Behind Price, she caught a flicker of movement in the rusted mirror. At first, it was only a shadow—a tiny, shapeless form small enough to appear as though it was yards and yards away. As it arced steadily closer, it began to take on a wretched shape. It rose up on battered toes, moving in tiny ballerina steps—arms elongated, fingers long and double-jointed, bare feet flickering in neat little bourrées.
Vivienne’s heart gave a horrible lurch. She glanced in the other mirrors and found herself reflectionless in every direction but that one—directly behind her father, where he couldn’t see.
The other Vivienne gave a great, bounding leap, surging through the air in a grand jeté. Next to Vivienne, Adrian Faber had gone all the way green. He’d seen it, too. She was sure of it. In the mirror, the other Vivienne’s smile stretched nearly to her ears. She bent forward and pressed a long, sharp goblin finger to her lips. Quiet.
“Mr. Price,” Adrian eked out. “There’s—”
“Not now, Arnold,” chastised her father, still peering down at Vivienne. “I want you to listen closely. There is a creature who sleeps at the heart of the House. We call it Charybdis, but no one truly knows its name. It has always lived here, rooting in the earth. The foundation went up around it, and it has dwelled here all this time.”
In the cellar , thought Vivienne, and again she saw that dark, open door from her nightmares.

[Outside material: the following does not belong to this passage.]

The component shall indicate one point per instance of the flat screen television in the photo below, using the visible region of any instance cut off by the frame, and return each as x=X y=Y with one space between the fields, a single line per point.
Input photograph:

Heard that voice like a wagon wheel, beckoning her home.
“You will descend to the lower level,” said her father, “and you will offer yourself to him. I have already done the work of mourning my sons. As long as you live, their sacrifices will be for nothing.”

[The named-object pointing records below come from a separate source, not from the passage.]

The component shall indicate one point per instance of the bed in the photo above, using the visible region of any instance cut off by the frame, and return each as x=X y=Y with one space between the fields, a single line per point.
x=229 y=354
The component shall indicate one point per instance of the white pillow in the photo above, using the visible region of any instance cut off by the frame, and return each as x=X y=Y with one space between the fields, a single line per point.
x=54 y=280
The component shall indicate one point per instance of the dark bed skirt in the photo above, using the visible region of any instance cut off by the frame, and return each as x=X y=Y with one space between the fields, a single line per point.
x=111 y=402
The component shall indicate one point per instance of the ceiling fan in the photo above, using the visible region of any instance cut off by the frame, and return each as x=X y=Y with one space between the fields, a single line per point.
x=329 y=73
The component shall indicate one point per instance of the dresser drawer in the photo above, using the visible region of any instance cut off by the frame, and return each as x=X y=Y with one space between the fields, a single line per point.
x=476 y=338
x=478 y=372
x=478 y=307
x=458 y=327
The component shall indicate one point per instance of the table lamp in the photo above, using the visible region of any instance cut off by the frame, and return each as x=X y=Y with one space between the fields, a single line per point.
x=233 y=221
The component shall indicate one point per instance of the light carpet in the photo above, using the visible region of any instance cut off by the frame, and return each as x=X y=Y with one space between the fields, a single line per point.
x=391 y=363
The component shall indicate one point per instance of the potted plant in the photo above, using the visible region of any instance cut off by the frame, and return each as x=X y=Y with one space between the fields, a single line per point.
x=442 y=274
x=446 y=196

In the glass, the other Vivienne reached out and tapped the shoulder of her father’s reflection. He brushed at himself as though clearing away a horsefly.
“It’s for a magnificent cause, Vivienne, I assure—”
“Mr. Price,” said Adrian, desperately this time.
“What?” snapped her father. “What could possibly be the trouble?”
“It’s— She’s— You—”
The other Vivienne winked and tapped her father’s reflection again, more insistently than before. This time, he felt it. He turned, his gaze closing in on the fiendish girl in the glass.
“Boo,” she said, elated.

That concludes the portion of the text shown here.